The second "round" out of combat, I missed giving your character an action.  You pointed that out, and since you suggested something reasonable, which was having Maelicent search the carcass, I gave you a search for that round.  The results are posted here in the OOC, just a couple of posts up.  Looking at things from your point of view, I can understand that you feel jipped about dropping from first to last (? not sure...would have to go look, but I know it wasn't first) on the initiative count.  Still, from my end of things a new init was needed, so I rolled for everyone.  It's just how it worked out, that Maelicent dropped down like that.  After that, I still can't figure how you think you're missing actions but am willing to let it go, though with misgivings because I sense discontent from your end.  We can call it a scratch for now, if you like, and try anew the next time combat rolls our way.  I think what I will do for future combats is put a freakin' grid overlay with numbered squares up for the battlemat.  That way the players can work out for themselves what square they want to end up in and simply tell me.  Probably save me a lot of time, doing it like that.  I won't have to count squares, you guys can do it.    
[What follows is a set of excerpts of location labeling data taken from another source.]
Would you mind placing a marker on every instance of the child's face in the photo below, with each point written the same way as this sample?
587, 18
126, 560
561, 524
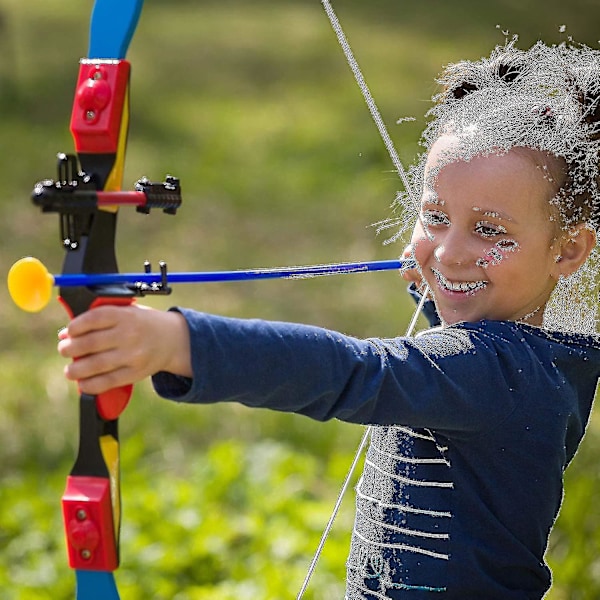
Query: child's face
488, 249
If something is still bothering you enough that you feel it merits discussion, contact me via e-mail and we'll work it out in private.  I replied to your initial e-mail to me when I requested everyone send a ping, so you should have my e-mail address on file.  Let me know if you don't.  I'll be happy to re-supply it.


----------



## CanadienneBacon

I've put up a continuation for Round 3 in the IC.  I've also taken us all off initiative.  

Argent, I posted the complete results of Pilgrim's _detect evil_ in the IC.  Pilgrim still has quite a long time left of the spell's duration.  Not wanting to usurp your own PC's actions, I wrote Pilgrim still in the kitchen, still detecting evil.  He senses that nothing blocks his ability to detect within the spell's range (ie: there's no funny monkey business going on, no one has put up a barrier, there's no lead in the room, the wood, metal, and stone in the room are all thinner than what might block the spell).  You're free to drop the spell or continue on with it, moving elsewhere as you see fit.

*ALL:  * I requested and have received e-mail contact from Ambrus, SlagMortar, and Argent, but have yet to hear from Rino or BRP2.  Strahd, I of course have your address already on file because of our other game.  I would like to hand out XP, so Rino and BRP2, please ping me at [email address removed by CB--contact me here in the OOC if you need it].  Thanks.


----------



## Argent Silvermage

Pilgrim is going to keep detecting until he's sure that nothing else is in the area. Was I correct that he was sensing something outside the kitchen b ut not in the Inn?


----------



## CanadienneBacon

Yes, there is something that Pilgrim detected outside the kitchen, not in the inn.  Can't say too much more on the subject without tipping my hand, so I'll simply wait for Pilgrim to declare where he goes and will supply description as necessary.


----------



## Argent Silvermage

CanadienneBacon said:
			
		

> Yes, there is something that Pilgrim detected outside the kitchen, not in the inn.  Can't say too much more on the subject without tipping my hand, so I'll simply wait for Pilgrim to declare where he goes and will supply description as necessary.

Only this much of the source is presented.